Page 3

2.9K 382 19
                                    

Hinata memutar bola matanya malas, ketika wanita bersurai coklat itu mengoceh tidak jelas, oke bukan ia tidak terbiasa dengan ocehan wanita itu hanya saja ia iri mendengar setiap kata yang wanita itu katakan. Oh Tuhan kenapa sahabat sialannya itu selalu beruntung kenapa tidak dia saja yang mendapatkan segala keberuntungan itu?

Hinata mendengus memikirkan segala nasip buruknya itu. Harusnya kedua sahabat sialannya bertanggung jawab atas segala musibah yang ia terima karena permainan laknat itu.
                         
"Ya, kau memang beruntung." Cibir Ino menyuruput minumannya malas, tampaknya bukan hanya Hinata yang kesal mendengar kabar bahagia itu. Lihat bagaimana wajah sialan Yamanaka Jerk Ino yang tertekuk menjadi ratusan. Bahkan wajahnya nampak seperti wafer Tanggo dengan ratusan lapisan coklat namun terasa asam.                      
"Dengar bukan aku tidak bahagia dengan segala keberuntungamu itu, Ten. Hanya saja bagaimana dengan nasipku dan Ino ? My life is over." Hinata menatap wajah cantik itu dengan kesal, jujur bukan ia tak bahagia jika sahabat satunya itu memiliki sebuah ikatan yang dinamakan pacaran sungguh ia bahagia mendengar Si cepol jomblo itu sudah tidak lagi sendiri. Tapi bagaimana dengan nasip sialannya yang akan bergentayangan di hidupnya? Siapa yang harus ia salahkan? Neneknya atau si gondrong kakak tercintanya?                     
"Geme over!!" Sahut Ino mencebikan bibirnya kesal. Ya nasipnya tak beda jauh dari Hinata, ia harus menahan malu karena aksi sialan yang membuatnya tak bisa memperlihatkan wajah cantiknya di hadapan pria nanas itu walau hanya satu detik.
                     
"Hei, jangan salahkan aku, sayang. Itu memang nasip kalian saja yang buruk." Cibir Tenten melipat kedua tangannya di dada.

Hinata mendengus kasar, ia menyandarkan tubuhnya di kursi kantin. Ia ambil kasar roti isi itu dan memakannya.                 
"Hei, bukankah dia si wanita tak tau diri yang mencium Sasuke?"

Hinata memutar bola matanya malas, ia mengambil ponselnya di saku dan memainkannya asal. Ia hanya ingin mengalihkan pikirannya dari ucapan rendahan yang keluar dari mulut sampah mereka.

"Jangan pedulikan mereka, mereka hanya jalang yang tak tau diri. Kau santai saja, aku akan melindungimu." Ujar Tenten menepuk dadanya bangga. Ia kedipkan matanya pelan.
                     
"Tentu saja, kau harus melindungiku dari serangan bar-bar semua siswi itu." Jawab Hinata masih asik memainkan ponsel pintarnya itu.
                     
"Aku kira sampah sepertimu akan tetap berada di tempat sampah. Berani juga kau menampakan batang hidungmu di sini." Hinata tersenyun kecut mendengar ucapan sinis itu. Ia tidak perlu menatap siapa gerangan yang mengatainya sampah. Dengan mata tertutup ia juga bisa tau siapa orangnya.

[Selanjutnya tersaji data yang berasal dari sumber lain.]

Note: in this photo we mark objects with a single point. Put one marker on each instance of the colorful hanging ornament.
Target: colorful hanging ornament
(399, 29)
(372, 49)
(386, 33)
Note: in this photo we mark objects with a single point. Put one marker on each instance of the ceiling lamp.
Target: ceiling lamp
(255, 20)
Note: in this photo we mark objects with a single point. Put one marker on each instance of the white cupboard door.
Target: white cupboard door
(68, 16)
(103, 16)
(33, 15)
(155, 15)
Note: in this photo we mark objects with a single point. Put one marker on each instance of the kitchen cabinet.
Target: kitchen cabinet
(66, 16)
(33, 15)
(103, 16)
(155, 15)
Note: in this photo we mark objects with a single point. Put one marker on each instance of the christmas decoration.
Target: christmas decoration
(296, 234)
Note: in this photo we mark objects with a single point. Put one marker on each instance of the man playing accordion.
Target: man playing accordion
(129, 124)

Kalian tau bakteri? Ya, wanita sialan itu terasa seperti bakteri yang harus ia jahui. Perkataan dan tingkah wanita itu seperti wabah mengerikan yang bisa membunuh setiap makhluk hidup.                   
Demi sempak Neptunus ia membenci setiap sel sel yang ada di wanita bajingan itu. Jangan katakan, tolong jangan katakan kepada Hinata tentang seberapa buruk sikap wanita bar-bar itu. Karena ia bisa menulis daftar hal yang menyebalkan dari wanita itu sepanjang sungai Nil.          
"Aku juga tidak menyangkah seorang Sampah bisa berani mengatai Sampah."
 
Mulut yang bocor memang perlu untuk di tambal bukan?

Wanita itu menggeram rendah ia sibakan rambut pendek berwarna norak itu. Ia tatap wajah cantik itu tajam.

"Hidupmu tak akan baik, Hinata. Mulai saat ini."

Hinata tau itu, maka berhentilah membual. Ia sudah cukup menderita dengan segala umpatan dan ejekan tentang dirinya. Apa itu masih kurang?
           
Ia tau semua yang ia lakukan itu salah, tapi tidak bisakah nasip baik menyapanya walau hanya sedetik. Oh gila ia lupa jika setelah kejadian itu ia sudah berada di Neraka.